Playwright Elyzabeth Gregory Wilder’s story revolves around the quilts made from rags by each generation to keep warm. Each quilt becomes a symbolic arc in the story of their lives.
“Gee’s Bend” opens with one of the play’s many rousing gospel songs and one that got the audience clapping to the beat. A side wall in young Sadie’s (Monique Gaffney – “Piano Lesson,” “Mamba’s Daughters”) bare-bones home shows one of the films occasionally used to let the audience know it’s 1845. The history of Gee’s Bend, Alabama (accessible by ferry) reveals this is the year Joseph Gee sold off his plantation and its 101 slaves.

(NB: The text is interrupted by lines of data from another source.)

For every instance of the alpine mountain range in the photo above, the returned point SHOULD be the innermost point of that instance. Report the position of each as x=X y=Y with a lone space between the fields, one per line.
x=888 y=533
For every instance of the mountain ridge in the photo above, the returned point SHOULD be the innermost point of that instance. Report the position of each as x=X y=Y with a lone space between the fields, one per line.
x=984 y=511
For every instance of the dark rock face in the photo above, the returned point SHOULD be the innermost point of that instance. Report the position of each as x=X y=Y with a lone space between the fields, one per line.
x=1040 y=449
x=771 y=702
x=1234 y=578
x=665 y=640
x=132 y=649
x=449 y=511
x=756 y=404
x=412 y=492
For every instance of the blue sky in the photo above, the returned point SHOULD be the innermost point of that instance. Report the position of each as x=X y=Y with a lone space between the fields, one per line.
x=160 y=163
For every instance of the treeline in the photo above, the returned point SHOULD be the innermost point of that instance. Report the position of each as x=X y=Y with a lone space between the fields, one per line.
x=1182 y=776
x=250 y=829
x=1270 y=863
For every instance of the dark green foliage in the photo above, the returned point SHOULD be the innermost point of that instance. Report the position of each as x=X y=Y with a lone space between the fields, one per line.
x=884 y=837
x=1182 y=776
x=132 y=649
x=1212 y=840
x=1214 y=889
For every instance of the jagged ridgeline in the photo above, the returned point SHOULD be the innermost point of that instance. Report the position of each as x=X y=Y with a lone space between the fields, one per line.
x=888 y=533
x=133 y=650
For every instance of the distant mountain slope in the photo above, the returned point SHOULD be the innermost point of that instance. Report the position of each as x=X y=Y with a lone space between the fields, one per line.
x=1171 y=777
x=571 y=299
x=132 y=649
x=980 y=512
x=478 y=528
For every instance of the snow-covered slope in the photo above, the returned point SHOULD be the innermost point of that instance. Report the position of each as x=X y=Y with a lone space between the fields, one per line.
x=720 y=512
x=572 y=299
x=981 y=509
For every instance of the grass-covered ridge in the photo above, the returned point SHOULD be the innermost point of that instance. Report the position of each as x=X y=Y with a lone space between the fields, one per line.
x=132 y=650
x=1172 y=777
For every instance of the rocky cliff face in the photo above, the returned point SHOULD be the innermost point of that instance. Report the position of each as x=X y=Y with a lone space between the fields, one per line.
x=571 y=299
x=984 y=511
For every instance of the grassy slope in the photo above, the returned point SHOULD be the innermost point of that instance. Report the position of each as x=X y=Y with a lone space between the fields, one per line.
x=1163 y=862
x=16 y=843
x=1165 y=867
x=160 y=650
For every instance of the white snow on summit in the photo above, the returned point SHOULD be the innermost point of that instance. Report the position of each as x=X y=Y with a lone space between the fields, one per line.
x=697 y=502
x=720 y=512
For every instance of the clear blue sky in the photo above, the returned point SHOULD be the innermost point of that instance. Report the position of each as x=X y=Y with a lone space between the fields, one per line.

As Sadie sits next to her mother, Alice (Charmen Jackson – “Dreamgirls,” “Sammy”), and sister Nella (Licia Shearer – “Eden,” “Hangin’ On A Mustard Seed”), the lives of the women are defined as they quilt. Nella is chastised because she refuses to learn to quilt; while Sadie reveals her improbable dreams, and her mother attempts to impart a speck of wisdom to her daughters.
In the blink of a change of wallpaper, it’s 1939 and Sadie’s being courted by Macon (Laurence Brown – “The Piano Lesson,” “Fences”) a former slave who is now free and owner of a plot of land. Sadie picks up her stack of quilts and moves into the house Macon built for her.
Life is good until 1965 when Martin Luther King takes a stand, which fires Sadie up to march in the parade in Selma. Macon demands she not go, but Sadie feels she must. The outcome causes dramatic life changes.
“Gee’s Bend” is well directed by Yvette Freeman (TV roles on “ER” and “Working,” Broadway’s “Ain’t Misbehavin’,” several awards for her role in “Dinah Was”). Freeman wrote and directed “Life and Loves of Dinah Washington,” and the short films “Remember” and “The Blessing Way.”
Gee’s Bend residents were defined by their unshakable faith and the distinctive quilts that reflected their African-American roots in bright colors and symbols. Eventually the quilts were recognized worldwide, displayed at New York’s Whitney Museum in 2002, purchased by major retailers and some put into the Smithsonian Institution.
Accompanying the play is an antique quilt exhibit – many from the 1880s – from the collection of local quilt historian Pat L. Nichols.
If you go
What: “Gee’s Bend”When: 8 p.m. Thursdays-Saturdays; 7 p.m. select Wednesdays; 2 p.m. select Saturdays; 2 and 7 p.m. Sundays, through Nov. 7
Where: North Coast Repertory Theatre, 987 Lomas Santa Fe Drive, Solana Beach
Tickets: $30-$47. (858) 481-1055.
www.northcoastrep.org
Two quilt exhibits: Collection of historian Pat L. Nickols on display an hour before curtain, quilts by artist Jane LaFazio in the Spot Light Café during showtimes.